They didn't extend unemployment and create PUA out of no where for no reason. It was to prop up the economy during SAH orders and to make sure people stayed home and didn't keep spreading COVID.


----------



## Daisey77 (Jan 13, 2016)

ariel5466 said:


> They didn't extend unemployment and create PUA out of no where for no reason. It was to prop up the economy during SAH orders and to make sure people stayed home and didn't keep spreading COVID.
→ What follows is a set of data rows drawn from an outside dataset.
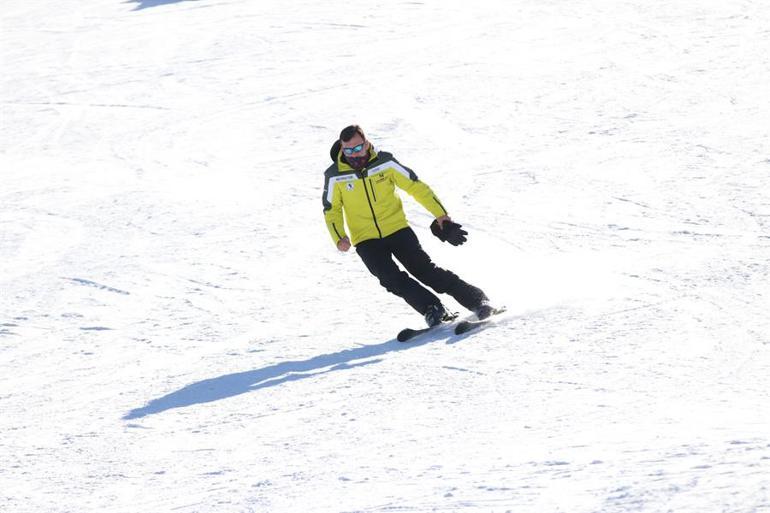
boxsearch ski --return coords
[455,306,506,335]
[396,313,458,342]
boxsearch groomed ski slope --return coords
[0,0,770,513]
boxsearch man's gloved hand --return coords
[430,219,468,246]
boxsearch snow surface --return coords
[0,0,770,513]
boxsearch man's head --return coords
[340,125,371,169]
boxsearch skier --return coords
[323,125,495,327]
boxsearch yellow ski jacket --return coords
[323,147,447,246]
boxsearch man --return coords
[323,125,493,327]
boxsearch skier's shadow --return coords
[125,0,198,11]
[123,333,448,420]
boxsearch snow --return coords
[0,0,770,513]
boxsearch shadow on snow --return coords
[123,333,452,420]
[126,0,198,11]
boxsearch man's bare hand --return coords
[337,237,350,251]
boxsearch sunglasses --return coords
[342,142,366,155]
No they didn't extend unemployment benefits and create Pua for no reason. Pua was created so that people who do not normally qualify for benefits would be able to get benefits after the country started ordering everything to close. They Didn't create it to get them to stay home. They were already staying home there was no place to go LOL


----------



## ariel5466 (May 16, 2019)

Daisey77 said:


> No they didn't extend unemployment benefits and create Pua for no reason. Pua was created so that people who do not normally qualify for benefits would be able to get benefits after the country started ordering everything to close. They Didn't create it to get them to stay home. They were already staying home there was no place to go LOL


And why did everything close up? To keep people at home. It's all tied in together.


----------



## Andrew Philip (Jul 20, 2017)

I would be fine with 300 but 200 is really on the lower end now. This is where the Democrats will heavily negotiate with the Republicans. I do think the Republicans would be able to agree to 100 more a week, bringing it to the acceptable 300.


----------



## Amos69 (May 17, 2019)

ColdRider said:


> Don't think of it as them taking away _*your*_ $600.
> 
> Think of it as temporary assistance coming to a end.
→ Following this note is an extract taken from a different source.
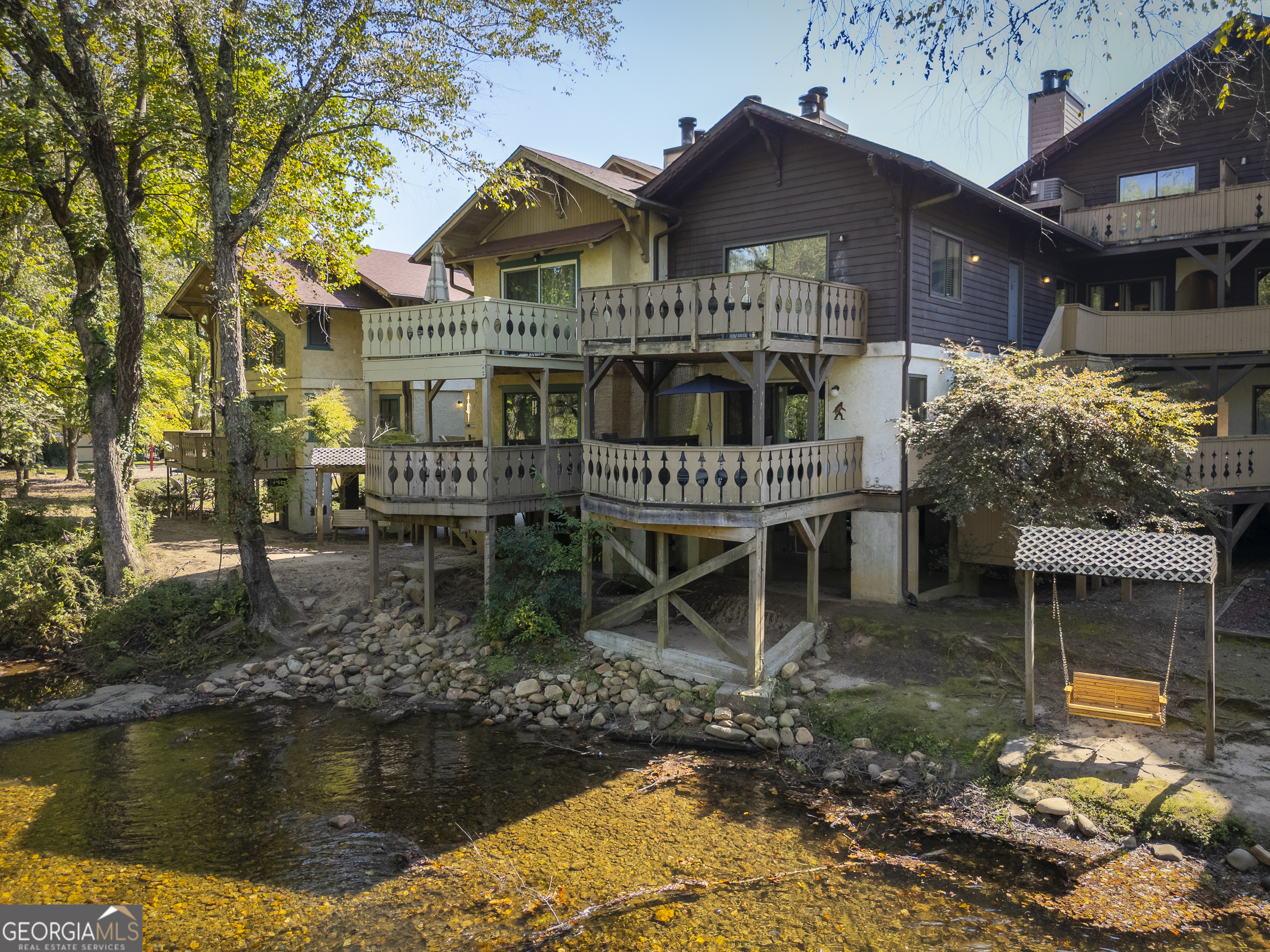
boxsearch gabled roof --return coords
[410,146,670,262]
[992,24,1244,192]
[639,99,1102,249]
It was her money everyone has been given.

Economics. They are real


----------



## Driving With A Purpose (Jul 28, 2020)

This whole COVID situation is a huge mess, regardless of what caused it. I think it is going to cause some people to realize they make more money not working than working, so, of course, they will be motivated to be lazy. Those who legitimately want to work (example: recent college grads who want to use their degrees) are in a bind because lots of companies are hesitant to hire. 

There is a positive aspect in that I think lots of people will learn to become more frugal, because they have no other choice. When you get creative about being frugal, there is lots that can be done. This might convince some people to cut back on non-essentials like cigarettes and sports gambling. 
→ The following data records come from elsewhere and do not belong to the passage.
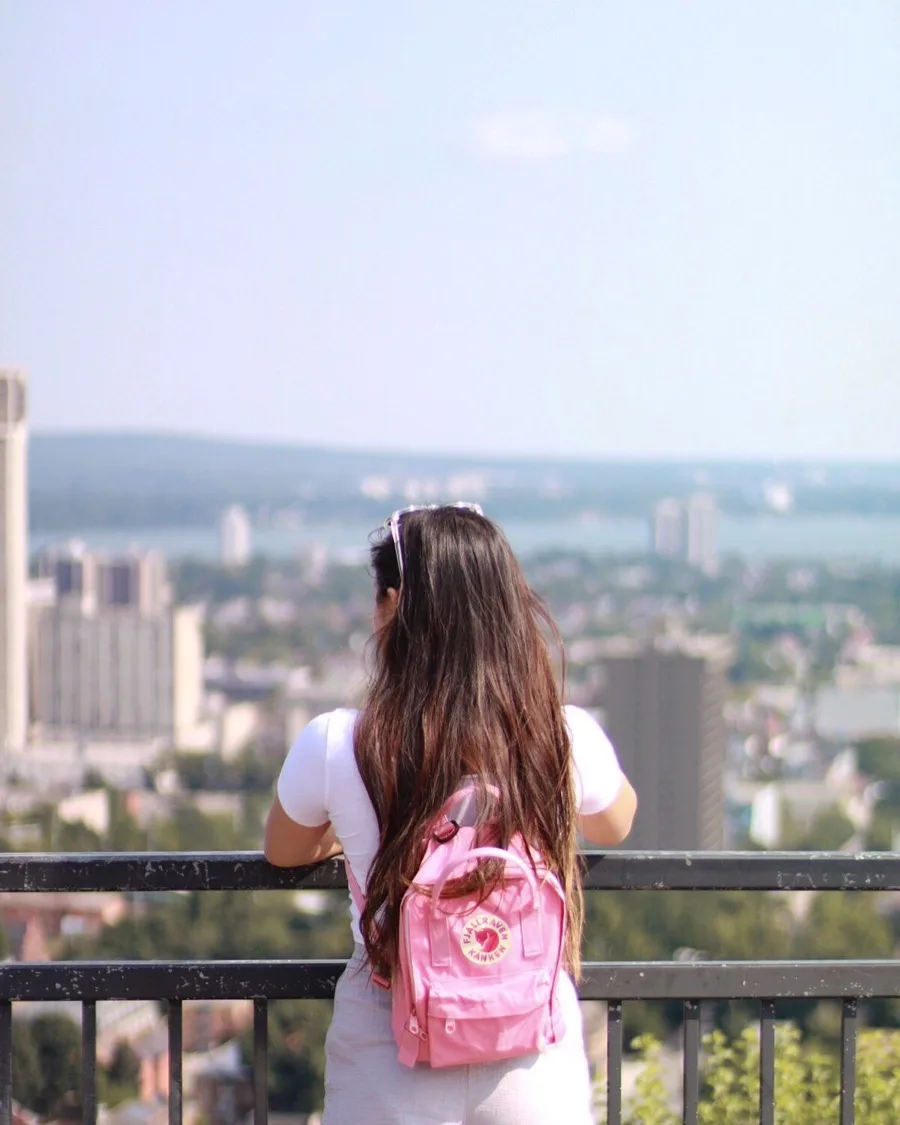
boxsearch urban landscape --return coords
[0,0,900,1125]
[0,370,900,1123]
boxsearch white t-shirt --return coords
[277,707,622,943]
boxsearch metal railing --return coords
[0,852,900,1125]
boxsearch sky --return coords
[0,0,900,461]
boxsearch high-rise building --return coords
[97,550,171,618]
[218,504,253,568]
[651,493,719,574]
[0,368,28,754]
[597,633,731,851]
[32,545,204,745]
[685,493,719,574]
[653,498,685,559]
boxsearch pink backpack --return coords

Of course there is a flip side to being frugal. It hurts the economy. Can you imagine being a sales person who sold furniture for restaurants or drinking fountains. Not me! I'd be updating my resume pronto, even though it might not do much good in this economy. And then I'd likely get a side hustle job like driving for UberEats.

Unfortunately, I think there will be a spike in suicides. People just need to realize they are being given a precious gift that is not easy to get, and that is time. Someone who is really bored because there is nothing to do might end up watching more Netflix and gaining a lot of weight. Or they can do something productive. One thing I do is go out of my way to take cancelled deliveries and give the food to homeless people or anyone desperate enough to accept food from a total stranger. Sunday I had a cancellation so large that it fed five people.

The money we are getting from the government doesn't last forever and has consequences. I don't want to come across like one of those rabid goldbugs, but gold and silver are both doing extremely well right now. A good portion of that is likely people coming to their senses about this "free money" from the government and realizing that our national debt is going up very sharply.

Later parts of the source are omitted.